厳しい冬を越え、飲食店にとって書き入れ時となる春の到来。
「タケノコや菜の花を使って、華やかな春限定メニューを出そう」と試作に励むオーナーの皆様。その情熱は素晴らしいですが、旬の食材が持つ「残酷な数字」を計算に入れているでしょうか。

1キロ買ったはずが500グラムに?「歩留まり」の恐怖

春の食材の多くは、見た目のボリュームに対して、実際に提供できる「可食部」が極端に少ないという特徴を持っています。これを飲食業界では「歩留まり(ぶどまり)が悪い」と言います。

春食材の「見えない原価」リスト

  • タケノコ: 鬼皮を剥き、固い部分を落とすと、可食部は仕入れ重量の約50%以下になる。
  • ソラマメ・グリンピース: 大きなさやを外すと、豆そのものは全体の約30%程度しかない。
  • 菜の花・山菜: 非常に足が早く、数日で変色するため「鮮度劣化による廃棄ロス」のリスクが極めて高い。
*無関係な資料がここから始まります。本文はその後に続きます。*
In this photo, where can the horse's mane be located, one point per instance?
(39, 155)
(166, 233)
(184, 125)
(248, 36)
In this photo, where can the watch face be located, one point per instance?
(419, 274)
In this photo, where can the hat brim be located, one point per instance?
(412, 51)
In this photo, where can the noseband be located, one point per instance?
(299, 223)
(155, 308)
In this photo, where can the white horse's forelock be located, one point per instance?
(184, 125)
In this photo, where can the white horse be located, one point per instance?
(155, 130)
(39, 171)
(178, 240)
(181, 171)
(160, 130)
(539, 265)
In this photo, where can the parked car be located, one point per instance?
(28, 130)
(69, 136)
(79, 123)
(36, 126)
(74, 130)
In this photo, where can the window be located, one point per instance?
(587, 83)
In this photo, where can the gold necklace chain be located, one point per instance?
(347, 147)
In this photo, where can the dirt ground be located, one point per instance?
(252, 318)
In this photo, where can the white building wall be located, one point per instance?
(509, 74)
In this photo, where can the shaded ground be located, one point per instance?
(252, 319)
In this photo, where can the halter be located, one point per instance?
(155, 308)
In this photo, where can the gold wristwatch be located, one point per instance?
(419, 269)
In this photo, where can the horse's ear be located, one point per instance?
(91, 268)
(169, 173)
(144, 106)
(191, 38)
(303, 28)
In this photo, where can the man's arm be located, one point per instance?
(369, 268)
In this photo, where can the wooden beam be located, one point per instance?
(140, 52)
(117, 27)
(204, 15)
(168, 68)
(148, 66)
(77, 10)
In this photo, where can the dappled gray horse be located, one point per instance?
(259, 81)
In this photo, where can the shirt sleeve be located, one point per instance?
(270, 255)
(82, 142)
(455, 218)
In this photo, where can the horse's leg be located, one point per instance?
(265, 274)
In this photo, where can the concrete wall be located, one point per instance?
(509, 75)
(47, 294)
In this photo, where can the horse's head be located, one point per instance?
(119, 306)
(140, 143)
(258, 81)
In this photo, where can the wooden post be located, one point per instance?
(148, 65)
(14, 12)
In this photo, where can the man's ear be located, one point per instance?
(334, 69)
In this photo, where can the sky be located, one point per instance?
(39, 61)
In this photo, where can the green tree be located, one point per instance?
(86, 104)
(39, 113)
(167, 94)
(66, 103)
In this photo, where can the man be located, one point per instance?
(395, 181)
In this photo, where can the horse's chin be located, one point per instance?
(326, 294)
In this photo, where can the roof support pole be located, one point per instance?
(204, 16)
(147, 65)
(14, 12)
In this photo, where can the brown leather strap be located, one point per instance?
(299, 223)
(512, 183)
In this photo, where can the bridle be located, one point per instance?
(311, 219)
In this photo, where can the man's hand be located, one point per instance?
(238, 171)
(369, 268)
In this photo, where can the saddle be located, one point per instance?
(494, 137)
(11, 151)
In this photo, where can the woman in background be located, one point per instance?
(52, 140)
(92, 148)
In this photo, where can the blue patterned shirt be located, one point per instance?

キロ1,000円で仕入れたつもりでも、半分しか使えなければ実質的なキロ単価は2,000円です。 納品書に書かれた仕入れ価格だけで原価計算をしてしまうと、売れば売るほど利益が減るという恐ろしい事態に陥ります。

「季節感はお客様を呼ぶ強力な武器ですが、緻密な原価計算がなければ、それはただの『利益の切り売り』に過ぎません。捨てる皮にもお金を払っているという事実を直視してください」

生存戦略:ロスをゼロにする「クロスユース」設計

春の食材を扱う上で経営者が取るべき戦略は、1つの食材を複数のメニューで使い回す「クロスユース」の徹底です。 例えば、菜の花を「おひたし」にするだけでなく、「パスタの具材」や「天ぷら」、細かく刻んで「ソース」にするなど、形を変えて全量を使い切る設計を試作段階で組み込んでおくこと。 彩り(感情)で惹きつけ、徹底したロス管理(数字)で利益を残す。これが、春を生き抜く飲食店のロジックです。